Meus leitores conhecem bem os alertas que faço contra a
subintelectualidade insurgente que vem crescendo no Brasil, nos últimos
anos, pelas mídias sociais. Subintelectualidade numerosa, porém fraca e
autoritária; sendo esse autoritarismo fruto justamente de sua impotência
moral e mental, que se revela na tentativa impor suas pseudoideias
malformadas na base do grito e da histeria, não do livre-debate racional,
justo e ordenado. Embora se arrogue de possuir as qualidades mais escassas
do espírito humano — virtudes, maestria, inteligência, erudição — essa
subintelectualidade carece de feitos e obras que as comprovem. Quando
cobrada, tergiversa ou calunia quem lhes fez a cobrança. O Homo
Mediocris julga-se superior a todos, sem jamais precisar provar seu próprio
talento, ou ser consistente no que diz; muda de opinião como se mudasse
de roupa, opina sobre tudo, conhecedor do universo e além. Na realidade,
não é preciso ser coisa alguma, basta a manifestação verbal de certos
valores, o mero parecer e aparecer diante da plateia inapta. Onde quer que
se olhe — literatura, filosofia, economia — a investigação da realidade deu
lugar à retórica midiática. O surgimento do Homo Mediocris e sua
proliferação massiva só se tornou possível numa era de imediatismo e
hedonismo.
Quando me perguntam por que ando sumido do Entender Ficção, por que
não gravo mais podcasts ou vídeos, a resposta é simples: não sou blogueiro
(ou seu primo mais velho, já datado, o jornalista). Meu trabalho não é
agradar ao público, ou mesmo desagradá-lo; é simplesmente escrever as
melhores obras que eu puder, enquanto artista, ou, enquanto teórico,
investigar a veracidade da crítica literária e seus juízos de valor. Essa
tarefa, por si, não é acessível à maior parte da população, por vezes, nem
mesmo linguisticamente. Num país com quase um terço de analfabetos
funcionais, não me espanto mais quando algum leigo não entende o que
estou dizendo — oral ou textualmente — sequer em nível sintático.

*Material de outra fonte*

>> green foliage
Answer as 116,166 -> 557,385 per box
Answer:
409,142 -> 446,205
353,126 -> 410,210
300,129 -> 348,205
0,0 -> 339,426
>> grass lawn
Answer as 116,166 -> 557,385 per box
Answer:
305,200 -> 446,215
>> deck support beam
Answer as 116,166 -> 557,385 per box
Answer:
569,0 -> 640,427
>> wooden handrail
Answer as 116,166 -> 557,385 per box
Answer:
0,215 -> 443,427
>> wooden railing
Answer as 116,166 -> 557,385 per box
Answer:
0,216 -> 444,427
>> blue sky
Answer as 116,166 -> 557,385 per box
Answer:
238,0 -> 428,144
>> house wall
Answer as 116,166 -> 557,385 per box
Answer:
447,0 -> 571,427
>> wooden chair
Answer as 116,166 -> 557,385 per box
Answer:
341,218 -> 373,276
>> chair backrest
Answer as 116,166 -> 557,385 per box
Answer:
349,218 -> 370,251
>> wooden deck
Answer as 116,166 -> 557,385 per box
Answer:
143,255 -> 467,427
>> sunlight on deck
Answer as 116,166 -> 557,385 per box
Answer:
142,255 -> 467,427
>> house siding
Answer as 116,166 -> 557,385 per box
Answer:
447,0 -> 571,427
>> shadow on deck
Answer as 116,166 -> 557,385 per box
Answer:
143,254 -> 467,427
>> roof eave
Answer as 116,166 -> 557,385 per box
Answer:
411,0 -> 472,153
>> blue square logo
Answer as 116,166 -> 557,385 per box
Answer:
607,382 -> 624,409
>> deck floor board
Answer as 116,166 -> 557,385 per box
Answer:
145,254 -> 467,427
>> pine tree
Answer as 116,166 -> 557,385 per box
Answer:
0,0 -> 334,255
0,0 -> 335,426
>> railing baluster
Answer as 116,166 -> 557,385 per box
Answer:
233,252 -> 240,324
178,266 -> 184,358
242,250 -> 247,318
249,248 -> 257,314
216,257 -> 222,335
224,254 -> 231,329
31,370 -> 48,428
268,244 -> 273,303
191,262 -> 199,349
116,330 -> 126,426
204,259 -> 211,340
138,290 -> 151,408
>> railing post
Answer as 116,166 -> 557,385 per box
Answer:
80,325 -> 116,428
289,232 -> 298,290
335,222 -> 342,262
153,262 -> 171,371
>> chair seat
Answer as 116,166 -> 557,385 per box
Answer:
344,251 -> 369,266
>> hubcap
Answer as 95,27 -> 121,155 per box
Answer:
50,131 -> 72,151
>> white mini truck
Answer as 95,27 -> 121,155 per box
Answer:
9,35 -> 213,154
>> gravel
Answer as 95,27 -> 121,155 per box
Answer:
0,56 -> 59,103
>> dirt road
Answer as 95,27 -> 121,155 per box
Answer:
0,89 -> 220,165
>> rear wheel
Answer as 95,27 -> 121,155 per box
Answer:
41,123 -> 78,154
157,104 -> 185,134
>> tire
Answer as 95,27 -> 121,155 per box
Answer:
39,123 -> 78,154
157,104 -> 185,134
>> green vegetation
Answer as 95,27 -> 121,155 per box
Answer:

Quando algum objetor opera em nível semântico, já é quase um milagre;
resta, depois de entender o que digo, entender do que estou falando. No
mais das vezes, o pretenso entendido cria uma barafunda de interpretações
propositalmente confusas sobre o que foi dito, por vezes utilizando-se ele
mesmo dos argumentos que deseja “refutar”. Nessas situações, mais
abundantes do que eu gostaria de ter testemunhado em minha vida, resta
lembrar do sábio conselho de Virgílio a Dante, na Comédia: non ti noccia
la tua paura, não deixe que teu temor te tolha, ignore a confusão do
demônio e siga teu caminho. Ou, como bem traduziu Ítalo Eugênio Mauro,
“não discrepe tua mente da razão”, pois Pappe Satàn aleppe nada significa.
Esse é apenas um dos motivos pelos quais meu trabalho não é, nem nunca
poderia ser, voltado para as massas.
A Alta Cultura pode ser acessível a todos, materialmente falando: aquelas
obras inestimáveis podem ser virtualmente consumidas pelas pessoas de
qualquer classe social, de qualquer espectro político ou origem geográfica.
Isso não significa que serão compreendidas, tampouco que a mera
apreensão eleve o leitor ou apreciador ao patamar de quem as produziu.
Não hesitaríamos em meter na cela do hospício um psicótico que, por
conseguir cantarolar as cantatas de Bach, se julgasse o próprio Bach, mas,
por algum motivo, qualquer semiletrado, capaz de repetir Louis Lavelle ou
Olavo de Carvalho, é tido como autoridade de alguma coisa. Sendo esse
último pensador, aliás, responsável por arrebentar — além da extinta
hegemonia esquerdista — os juízos do populacho conservador.